Alice lives in Neustadt ("new city" part of Dresden), which is full of university students and all kinds of cool clubs and cafes. We met lots of great people. On Saturday we wandered around the city a bit. It was very cold. But the architecture is all really impressive because Dresden used to be the seat of the Kaiser. Here's the court church:

I didn't take that many pictures in Dresden, but there are a few, along with more from Prague, on my Flickr page.
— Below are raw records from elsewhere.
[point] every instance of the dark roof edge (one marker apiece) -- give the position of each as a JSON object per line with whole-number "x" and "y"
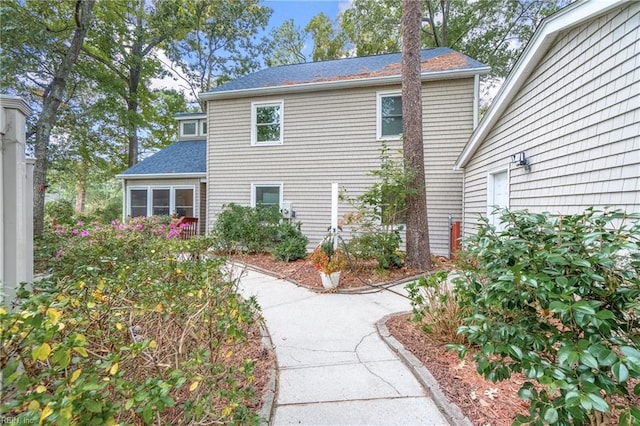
{"x": 161, "y": 175}
{"x": 340, "y": 84}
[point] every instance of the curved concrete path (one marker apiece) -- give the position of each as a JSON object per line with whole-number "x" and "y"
{"x": 334, "y": 369}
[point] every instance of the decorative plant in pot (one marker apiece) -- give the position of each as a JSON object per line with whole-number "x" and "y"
{"x": 329, "y": 261}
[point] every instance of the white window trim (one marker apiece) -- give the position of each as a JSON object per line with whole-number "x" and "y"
{"x": 258, "y": 184}
{"x": 491, "y": 185}
{"x": 254, "y": 132}
{"x": 190, "y": 135}
{"x": 379, "y": 96}
{"x": 172, "y": 197}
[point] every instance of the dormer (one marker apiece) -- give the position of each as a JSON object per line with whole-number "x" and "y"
{"x": 192, "y": 125}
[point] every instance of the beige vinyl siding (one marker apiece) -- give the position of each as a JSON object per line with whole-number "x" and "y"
{"x": 330, "y": 137}
{"x": 577, "y": 118}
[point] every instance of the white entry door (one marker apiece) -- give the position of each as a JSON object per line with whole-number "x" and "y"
{"x": 497, "y": 196}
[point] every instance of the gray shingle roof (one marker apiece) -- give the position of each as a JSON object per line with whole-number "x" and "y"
{"x": 179, "y": 157}
{"x": 433, "y": 60}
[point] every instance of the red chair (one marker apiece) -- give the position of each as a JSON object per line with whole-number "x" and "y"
{"x": 188, "y": 227}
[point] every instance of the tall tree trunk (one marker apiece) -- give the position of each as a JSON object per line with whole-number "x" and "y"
{"x": 51, "y": 101}
{"x": 81, "y": 187}
{"x": 418, "y": 254}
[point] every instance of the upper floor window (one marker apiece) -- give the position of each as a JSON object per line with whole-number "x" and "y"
{"x": 389, "y": 115}
{"x": 189, "y": 128}
{"x": 266, "y": 123}
{"x": 268, "y": 194}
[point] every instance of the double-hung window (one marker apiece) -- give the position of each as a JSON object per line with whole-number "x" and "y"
{"x": 389, "y": 115}
{"x": 266, "y": 123}
{"x": 189, "y": 128}
{"x": 266, "y": 194}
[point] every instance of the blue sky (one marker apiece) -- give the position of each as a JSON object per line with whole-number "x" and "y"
{"x": 300, "y": 10}
{"x": 303, "y": 10}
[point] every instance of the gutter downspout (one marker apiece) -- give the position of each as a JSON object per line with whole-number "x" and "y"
{"x": 124, "y": 200}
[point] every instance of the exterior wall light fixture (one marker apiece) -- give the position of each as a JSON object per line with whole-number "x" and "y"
{"x": 520, "y": 159}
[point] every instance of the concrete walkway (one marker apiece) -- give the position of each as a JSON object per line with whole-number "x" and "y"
{"x": 334, "y": 369}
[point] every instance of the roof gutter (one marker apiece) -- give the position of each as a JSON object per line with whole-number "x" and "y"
{"x": 536, "y": 48}
{"x": 161, "y": 176}
{"x": 339, "y": 84}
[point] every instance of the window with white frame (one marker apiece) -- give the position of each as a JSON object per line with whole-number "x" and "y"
{"x": 266, "y": 123}
{"x": 389, "y": 115}
{"x": 189, "y": 128}
{"x": 266, "y": 194}
{"x": 161, "y": 201}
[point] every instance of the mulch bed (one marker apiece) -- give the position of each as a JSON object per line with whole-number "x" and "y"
{"x": 483, "y": 402}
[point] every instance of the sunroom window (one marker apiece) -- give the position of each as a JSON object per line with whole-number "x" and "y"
{"x": 161, "y": 201}
{"x": 138, "y": 203}
{"x": 266, "y": 123}
{"x": 389, "y": 115}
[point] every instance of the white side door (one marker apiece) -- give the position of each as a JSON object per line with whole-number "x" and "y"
{"x": 497, "y": 195}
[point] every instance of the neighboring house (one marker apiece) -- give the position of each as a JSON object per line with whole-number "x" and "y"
{"x": 282, "y": 135}
{"x": 173, "y": 179}
{"x": 16, "y": 199}
{"x": 563, "y": 133}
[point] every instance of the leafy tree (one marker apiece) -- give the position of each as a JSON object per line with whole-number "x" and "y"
{"x": 418, "y": 254}
{"x": 127, "y": 35}
{"x": 41, "y": 43}
{"x": 221, "y": 42}
{"x": 328, "y": 42}
{"x": 372, "y": 26}
{"x": 491, "y": 31}
{"x": 287, "y": 43}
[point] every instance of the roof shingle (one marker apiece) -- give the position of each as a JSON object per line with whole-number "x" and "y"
{"x": 179, "y": 157}
{"x": 433, "y": 60}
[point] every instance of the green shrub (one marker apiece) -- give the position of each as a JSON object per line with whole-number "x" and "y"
{"x": 557, "y": 298}
{"x": 290, "y": 244}
{"x": 379, "y": 212}
{"x": 435, "y": 307}
{"x": 61, "y": 210}
{"x": 127, "y": 329}
{"x": 384, "y": 247}
{"x": 251, "y": 229}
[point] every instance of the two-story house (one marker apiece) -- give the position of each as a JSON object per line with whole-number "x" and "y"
{"x": 283, "y": 135}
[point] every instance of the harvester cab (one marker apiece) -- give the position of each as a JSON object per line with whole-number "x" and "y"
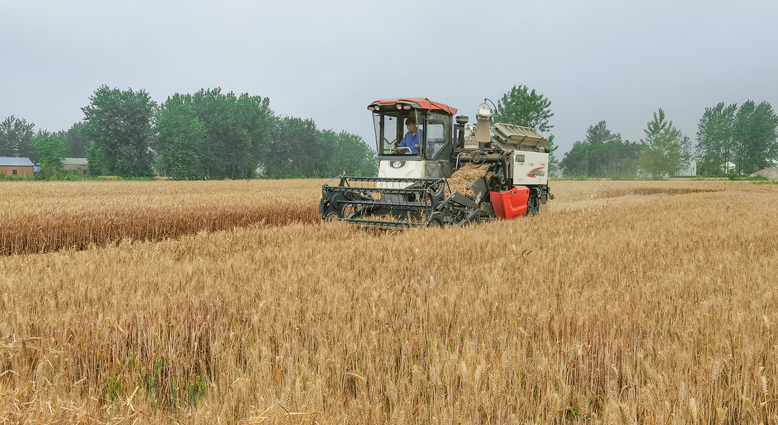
{"x": 434, "y": 171}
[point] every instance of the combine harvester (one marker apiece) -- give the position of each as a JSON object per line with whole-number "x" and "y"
{"x": 460, "y": 174}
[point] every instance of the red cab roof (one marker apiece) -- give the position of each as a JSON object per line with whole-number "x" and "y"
{"x": 422, "y": 103}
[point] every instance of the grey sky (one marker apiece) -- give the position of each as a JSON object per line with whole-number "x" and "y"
{"x": 612, "y": 60}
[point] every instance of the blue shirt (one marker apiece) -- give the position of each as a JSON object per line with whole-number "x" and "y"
{"x": 409, "y": 141}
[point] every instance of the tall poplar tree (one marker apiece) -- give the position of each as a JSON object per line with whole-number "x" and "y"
{"x": 665, "y": 149}
{"x": 118, "y": 125}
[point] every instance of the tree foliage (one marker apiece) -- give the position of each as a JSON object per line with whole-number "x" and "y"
{"x": 526, "y": 108}
{"x": 118, "y": 126}
{"x": 755, "y": 135}
{"x": 213, "y": 135}
{"x": 75, "y": 140}
{"x": 715, "y": 145}
{"x": 15, "y": 137}
{"x": 665, "y": 149}
{"x": 301, "y": 150}
{"x": 48, "y": 149}
{"x": 601, "y": 154}
{"x": 745, "y": 136}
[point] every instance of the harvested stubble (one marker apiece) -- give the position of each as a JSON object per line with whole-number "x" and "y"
{"x": 621, "y": 314}
{"x": 44, "y": 217}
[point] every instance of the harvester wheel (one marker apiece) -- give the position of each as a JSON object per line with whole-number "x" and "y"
{"x": 435, "y": 221}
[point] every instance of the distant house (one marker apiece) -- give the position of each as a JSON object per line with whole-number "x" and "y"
{"x": 770, "y": 173}
{"x": 16, "y": 167}
{"x": 78, "y": 166}
{"x": 688, "y": 171}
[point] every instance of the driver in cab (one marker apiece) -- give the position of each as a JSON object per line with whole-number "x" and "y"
{"x": 411, "y": 139}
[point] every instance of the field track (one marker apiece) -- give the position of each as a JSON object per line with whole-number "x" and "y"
{"x": 622, "y": 302}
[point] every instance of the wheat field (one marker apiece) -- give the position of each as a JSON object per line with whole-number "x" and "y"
{"x": 621, "y": 303}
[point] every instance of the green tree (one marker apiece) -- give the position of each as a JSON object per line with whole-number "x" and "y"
{"x": 715, "y": 142}
{"x": 15, "y": 137}
{"x": 180, "y": 139}
{"x": 75, "y": 141}
{"x": 665, "y": 149}
{"x": 299, "y": 150}
{"x": 602, "y": 153}
{"x": 48, "y": 150}
{"x": 214, "y": 135}
{"x": 351, "y": 155}
{"x": 755, "y": 134}
{"x": 526, "y": 108}
{"x": 118, "y": 125}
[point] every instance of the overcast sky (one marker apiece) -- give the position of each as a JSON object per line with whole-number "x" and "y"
{"x": 613, "y": 60}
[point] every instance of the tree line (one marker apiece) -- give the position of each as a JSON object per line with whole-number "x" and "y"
{"x": 729, "y": 140}
{"x": 206, "y": 135}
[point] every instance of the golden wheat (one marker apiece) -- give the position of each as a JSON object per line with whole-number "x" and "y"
{"x": 649, "y": 309}
{"x": 43, "y": 217}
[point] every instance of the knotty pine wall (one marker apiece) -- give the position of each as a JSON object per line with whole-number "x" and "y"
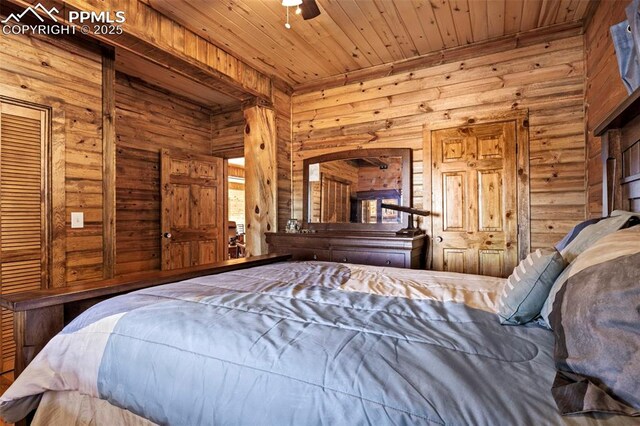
{"x": 546, "y": 78}
{"x": 148, "y": 119}
{"x": 604, "y": 90}
{"x": 67, "y": 77}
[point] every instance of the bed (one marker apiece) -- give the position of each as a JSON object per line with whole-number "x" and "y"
{"x": 332, "y": 343}
{"x": 298, "y": 343}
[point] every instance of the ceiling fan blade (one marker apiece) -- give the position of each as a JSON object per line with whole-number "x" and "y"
{"x": 309, "y": 9}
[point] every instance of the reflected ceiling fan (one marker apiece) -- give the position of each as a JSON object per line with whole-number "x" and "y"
{"x": 308, "y": 8}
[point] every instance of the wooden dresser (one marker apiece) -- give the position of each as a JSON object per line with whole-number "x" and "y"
{"x": 378, "y": 249}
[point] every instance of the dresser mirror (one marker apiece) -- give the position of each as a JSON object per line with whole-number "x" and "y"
{"x": 346, "y": 190}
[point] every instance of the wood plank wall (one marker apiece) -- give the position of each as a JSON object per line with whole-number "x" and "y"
{"x": 228, "y": 141}
{"x": 148, "y": 119}
{"x": 282, "y": 105}
{"x": 67, "y": 77}
{"x": 604, "y": 90}
{"x": 547, "y": 78}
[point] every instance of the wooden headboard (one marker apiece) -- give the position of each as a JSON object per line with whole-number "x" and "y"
{"x": 620, "y": 135}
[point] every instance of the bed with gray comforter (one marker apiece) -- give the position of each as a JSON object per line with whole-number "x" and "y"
{"x": 302, "y": 343}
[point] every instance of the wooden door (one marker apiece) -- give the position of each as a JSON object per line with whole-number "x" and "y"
{"x": 193, "y": 218}
{"x": 23, "y": 210}
{"x": 474, "y": 199}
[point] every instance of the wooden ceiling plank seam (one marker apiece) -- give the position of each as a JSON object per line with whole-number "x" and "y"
{"x": 514, "y": 89}
{"x": 146, "y": 43}
{"x": 478, "y": 13}
{"x": 513, "y": 16}
{"x": 137, "y": 67}
{"x": 495, "y": 17}
{"x": 409, "y": 16}
{"x": 530, "y": 14}
{"x": 581, "y": 9}
{"x": 444, "y": 18}
{"x": 429, "y": 24}
{"x": 462, "y": 21}
{"x": 351, "y": 33}
{"x": 566, "y": 10}
{"x": 230, "y": 36}
{"x": 194, "y": 18}
{"x": 390, "y": 14}
{"x": 555, "y": 37}
{"x": 321, "y": 59}
{"x": 548, "y": 12}
{"x": 359, "y": 21}
{"x": 380, "y": 27}
{"x": 434, "y": 78}
{"x": 328, "y": 40}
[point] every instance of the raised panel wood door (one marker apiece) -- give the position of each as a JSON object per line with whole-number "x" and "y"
{"x": 192, "y": 210}
{"x": 474, "y": 200}
{"x": 23, "y": 210}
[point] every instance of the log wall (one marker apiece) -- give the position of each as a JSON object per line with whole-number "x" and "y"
{"x": 68, "y": 78}
{"x": 545, "y": 78}
{"x": 148, "y": 119}
{"x": 604, "y": 90}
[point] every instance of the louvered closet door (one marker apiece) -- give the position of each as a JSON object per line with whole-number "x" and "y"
{"x": 23, "y": 232}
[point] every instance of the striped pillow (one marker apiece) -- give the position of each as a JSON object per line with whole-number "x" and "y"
{"x": 528, "y": 286}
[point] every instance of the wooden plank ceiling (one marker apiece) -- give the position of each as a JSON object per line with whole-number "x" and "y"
{"x": 136, "y": 66}
{"x": 356, "y": 34}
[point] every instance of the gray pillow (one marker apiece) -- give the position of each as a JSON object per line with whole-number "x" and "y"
{"x": 585, "y": 239}
{"x": 528, "y": 286}
{"x": 596, "y": 321}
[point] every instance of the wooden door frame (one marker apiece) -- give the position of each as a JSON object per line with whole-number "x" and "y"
{"x": 523, "y": 197}
{"x": 222, "y": 212}
{"x": 53, "y": 172}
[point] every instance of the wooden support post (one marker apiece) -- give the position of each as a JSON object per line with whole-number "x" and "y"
{"x": 109, "y": 161}
{"x": 261, "y": 177}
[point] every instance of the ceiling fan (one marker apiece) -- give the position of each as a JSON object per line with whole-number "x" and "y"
{"x": 308, "y": 8}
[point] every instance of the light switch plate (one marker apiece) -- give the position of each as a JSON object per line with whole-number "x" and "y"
{"x": 77, "y": 219}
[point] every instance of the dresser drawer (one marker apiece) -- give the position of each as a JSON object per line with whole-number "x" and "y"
{"x": 375, "y": 258}
{"x": 307, "y": 254}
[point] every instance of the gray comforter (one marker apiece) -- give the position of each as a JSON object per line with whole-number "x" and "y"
{"x": 285, "y": 344}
Sunday we headed home. Our last hurrah in Dresden consisted of getting fined for not having tickets while riding the tram to the train station. We wanted to buy tickets from the automat on the tram, but neither of us had enough coins. So we're like, oh well, what are the odds the controllers will come around? We'll have to chance it. Should have known, though, that as soon as we said that, the controllers were pretty much guaranteed to come around. Which they did, leaving us with no choice but to play dumb American. We're all, ticket? what ticket? We had day tickets from Saturday, and in a stroke of creative idiocy, we took to arguing that we thought the 4:00 on the ticket meant it lasted until 4 pm (16:00), though we were perfectly aware that it was good till 4 am (that morning). The controller, who was WAY nicer than I would have been to a couple of stupid tourists waving around American passports, patiently explained multiple times that our tickets were expired and only made us pay €10 cash instead of the €40 normal fine. He also refrained from calling our bluff when we insisted on speaking English to him, even though when he asked at one point, in German, how far we were going on the tram, we both answered "Hauptbahnhof" without missing a beat.

On the train back to Berlin, there was an elderly couple in our compartment who told us they were from Prague. When James asked whether they'd always lived in Prague, the old man smiled a little and said he'd spent some time moving around a bit too, pulling up his sleeve to show us his ID tattoo from a concentration camp. Six different camps, actually, for six years starting when he was 17. He spends his time now traveling around to schools and talking about his experiences during the war, which include having met and worked under Dr. Mengele at Auschwitz (because he'd told them he'd been a medical student).

The woman said that students always ask the man whether he harbors any hate for the Germans, but he always answers that he doesn't because some Germans helped his family during the war. He's like God judging Sodom, she said, willing to spare the city if only ten righteous men could be found there--he's forgiven all of Germany for the sake of the few Germans who were kind to his family. So there I am, a girl from South Dakota, sitting in a train compartment with an 80-year-old Czech man showing me his ID tattoo and telling me he's forgiven the Germans, having just left a city which only recently finished putting itself back together after we bombed it to rubble...and I'm thinking, how did I get here?

This isn't history class anymore, you know?